Strength through adversity is a strong part of each couple’s ethos and subtle humour permeates their banter. “And they all thought he’d leave me because I’m scarred so badly,” says Fay.

“I was amazed at the medical science; the staff at Concord were on a different planet,” says Mick. “Fair dinkum, they were marvellous down there.”

George pipes up, “Do you want to know something funny?”

Mick tells a story: “In the ’70s, ‘Gorgeous’ George worked at the abattoirs, and he’s going to work one morning, and the river was up, ready to flood.

“I said to him, ‘If you can’t get home, we’ll launch the boat and get you home.’ Sure enough, that afternoon, [the flood] come through the crossroads.

“George lives down Ryan Street and he couldn’t get home. So, we launched the boat in Bligh Street and headed down near the old aerodrome at South Grafton and, up the road a bit, there’s the Royal Hotel.

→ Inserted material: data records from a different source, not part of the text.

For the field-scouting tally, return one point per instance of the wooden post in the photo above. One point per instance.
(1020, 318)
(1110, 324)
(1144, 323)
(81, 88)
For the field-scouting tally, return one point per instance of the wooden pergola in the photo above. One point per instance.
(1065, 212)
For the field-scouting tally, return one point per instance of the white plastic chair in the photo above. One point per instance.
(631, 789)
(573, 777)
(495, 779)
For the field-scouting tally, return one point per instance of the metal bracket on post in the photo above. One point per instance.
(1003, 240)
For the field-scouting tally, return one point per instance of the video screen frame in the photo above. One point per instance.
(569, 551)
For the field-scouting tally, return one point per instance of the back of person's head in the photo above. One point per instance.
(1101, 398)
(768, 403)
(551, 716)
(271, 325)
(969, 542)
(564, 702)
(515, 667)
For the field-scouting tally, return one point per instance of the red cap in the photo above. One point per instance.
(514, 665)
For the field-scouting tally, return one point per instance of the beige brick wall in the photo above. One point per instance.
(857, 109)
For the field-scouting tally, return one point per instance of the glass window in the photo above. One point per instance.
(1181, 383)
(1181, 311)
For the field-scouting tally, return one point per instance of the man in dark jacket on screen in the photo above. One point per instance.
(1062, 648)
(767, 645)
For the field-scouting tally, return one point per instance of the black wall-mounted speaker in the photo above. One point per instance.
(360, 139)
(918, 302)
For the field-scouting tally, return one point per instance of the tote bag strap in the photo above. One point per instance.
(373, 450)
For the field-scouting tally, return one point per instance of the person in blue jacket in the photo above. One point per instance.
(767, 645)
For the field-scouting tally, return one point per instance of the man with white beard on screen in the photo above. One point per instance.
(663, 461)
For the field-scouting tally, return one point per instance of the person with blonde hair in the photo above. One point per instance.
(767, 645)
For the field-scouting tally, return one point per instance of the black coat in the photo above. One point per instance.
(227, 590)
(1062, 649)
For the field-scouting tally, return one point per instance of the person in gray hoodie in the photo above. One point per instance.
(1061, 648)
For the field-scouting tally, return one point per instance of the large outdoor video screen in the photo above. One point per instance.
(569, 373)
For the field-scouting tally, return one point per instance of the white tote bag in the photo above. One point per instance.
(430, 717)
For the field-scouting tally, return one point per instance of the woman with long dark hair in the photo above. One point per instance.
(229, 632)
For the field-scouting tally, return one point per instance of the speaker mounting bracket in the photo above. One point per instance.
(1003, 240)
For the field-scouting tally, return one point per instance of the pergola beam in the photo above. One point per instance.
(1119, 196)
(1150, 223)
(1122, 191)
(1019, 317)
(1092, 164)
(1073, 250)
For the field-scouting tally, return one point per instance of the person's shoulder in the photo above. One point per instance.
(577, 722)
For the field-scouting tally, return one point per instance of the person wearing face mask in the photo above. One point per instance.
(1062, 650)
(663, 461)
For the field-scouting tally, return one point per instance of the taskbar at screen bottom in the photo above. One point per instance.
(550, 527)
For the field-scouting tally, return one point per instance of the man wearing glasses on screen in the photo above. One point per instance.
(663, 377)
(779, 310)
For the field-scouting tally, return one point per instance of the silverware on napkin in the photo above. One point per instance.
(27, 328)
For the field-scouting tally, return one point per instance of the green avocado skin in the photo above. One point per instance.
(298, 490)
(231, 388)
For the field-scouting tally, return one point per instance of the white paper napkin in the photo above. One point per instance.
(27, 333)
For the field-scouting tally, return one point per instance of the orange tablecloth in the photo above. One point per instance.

“Well, we’ve got to have a beer. The whole idea now is to get George home dry.”

Joyce: “George was wet on the inside, but dry on the outside.”

Mick: “So, we’ve pulled up at the front of the Royal Hotel.”

Fay: “You forgot to say I was in the boat, too.”

Mick: “I’m coming to that. Anyhow, we’ve thrown a rope through the window, because Fay’s sitting in the boat, and Geroge and I went into the pub.”

Fay: “They were up to their knees in water.”

Mick: “And the next thing we hear is, ‘help, help!’. Fay’s out in the middle of Ryan Street.”

Fay: “The rope didn’t hold very well.”

Joking, Mick turned to George in the pub and said, ‘She’s your girlfriend, you go and rescue her.’

“We pulled her back in again and had another beer,” says Mick.

Then it happened again. George recalls Fay saying to Mick, ‘For God’s sake, get him home.’

A boat ride via Hawthorne Park followed, however, once they got George through the gate at his back fence, Mick says, “he had to change his clothes because they were all bloody wet from rescuing his girlfriend”. Laughs all around.

So, what makes them proud of their sixty years of marriage together? “The fact that we got here,” says Mick. “And the fact we are still friends says George.

“We’ve always been there for one another,” says Joyce.